Neshek also had some non-Gerry Davis thoughts. “I get the ground ball, I think it might be a double play, there's nobody there. Shift. I didn't even know we had a shift.”— Scott Lauber (@ScottLauber) September 22, 2018
It looked like Morgan would be the primary late-inning lefty specialist in 2018. It didn’t work out that way. The low point came on June 6th in Wrigley Field. Morgan was asked to close out a game, and with two outs, the only thing standing between the Phillies and a rousing victory over the Cubs was the offensively-mediocre Jason Heyward. Here’s how that turned out:
After that game, appearances in close games or crucial situations were much less frequent.
Garcia has been on the roster seemingly forever, and he’s a very effective pitcher as long as you don’t ask him to get an important out in a key spot. If you’re dealing with a double-digit deficit though, he’s your go-to guy.
Despite not pitching above single A before the season, Dominguez was called up to the majors as a reliever in May, and unexpectedly became the GREATEST RELIEVER EVER. This was a common scene when Seranthony came to the mound:
Nasty slider from Seranthony Dominguez to lock down the save pic.twitter.com/ZrIoydBxJb— Ben Palmer (@benjpalmer) June 28, 2018
For a while, it looked like Seranthony was the cure to all our woes. If another reliever ever pitched into a jam, it didn’t matter. Seranthony would come in and strike everybody out. Did Kapler managed to burn through five relievers in seven innings? No worries - Seranthony would get the two-inning save.

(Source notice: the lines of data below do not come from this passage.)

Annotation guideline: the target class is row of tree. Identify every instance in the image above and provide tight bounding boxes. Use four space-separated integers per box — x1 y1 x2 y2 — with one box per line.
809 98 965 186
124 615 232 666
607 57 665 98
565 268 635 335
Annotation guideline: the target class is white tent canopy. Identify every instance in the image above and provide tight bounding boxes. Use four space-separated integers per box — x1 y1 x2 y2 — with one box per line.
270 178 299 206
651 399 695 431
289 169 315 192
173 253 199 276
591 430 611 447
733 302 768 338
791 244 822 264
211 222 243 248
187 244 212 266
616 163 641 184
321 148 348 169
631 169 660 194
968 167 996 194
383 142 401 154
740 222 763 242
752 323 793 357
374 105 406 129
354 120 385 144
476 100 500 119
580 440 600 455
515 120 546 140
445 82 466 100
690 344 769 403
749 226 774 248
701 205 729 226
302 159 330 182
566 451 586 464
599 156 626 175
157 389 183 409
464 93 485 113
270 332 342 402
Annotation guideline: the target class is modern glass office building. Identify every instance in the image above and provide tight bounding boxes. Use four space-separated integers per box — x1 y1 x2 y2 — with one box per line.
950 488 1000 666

Unfortunately (but not really unexpectedly), the good times couldn’t continue forever. Apparently, there are consequences to riding an inexperienced 23-year-old rookie pitcher that hard. He seemed to tire down the stretch, and even our precious gift from the relief gods faltered in key spots.
What does 2019 hold for the Phillies bullpen? With Gabe Kapler at the helm, it’s safe to say that the roster will regularly carry eight relievers, and depending on the schedule, that number may expand to nine at times. It’s also safe to say that these eight or nine men may be deployed at any time, in any situation.

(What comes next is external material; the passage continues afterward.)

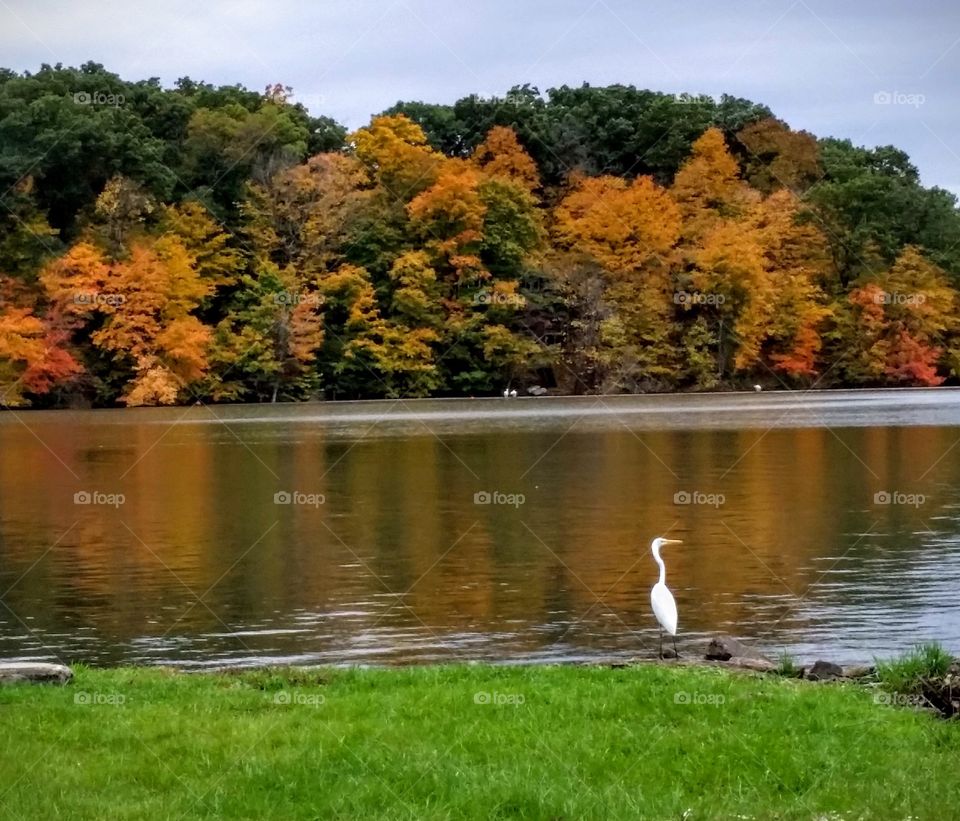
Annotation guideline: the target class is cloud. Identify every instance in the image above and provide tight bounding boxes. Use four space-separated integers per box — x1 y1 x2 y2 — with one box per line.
2 0 959 193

It seems likely that Dominguez, Neris, Ramos, Hunter, Arano, and Neshek will all be back, and it wouldn’t be shocking if one of the starters (Vince Velasquez? Nick Pivetta?) is converted to a reliever. While the lack of a dependable lefthander still sticks out, on paper that seems like the core of a solid bullpen. Will they be effective (or perhaps more specifically, will they be deployed in an effective manner)? That remains to be seen.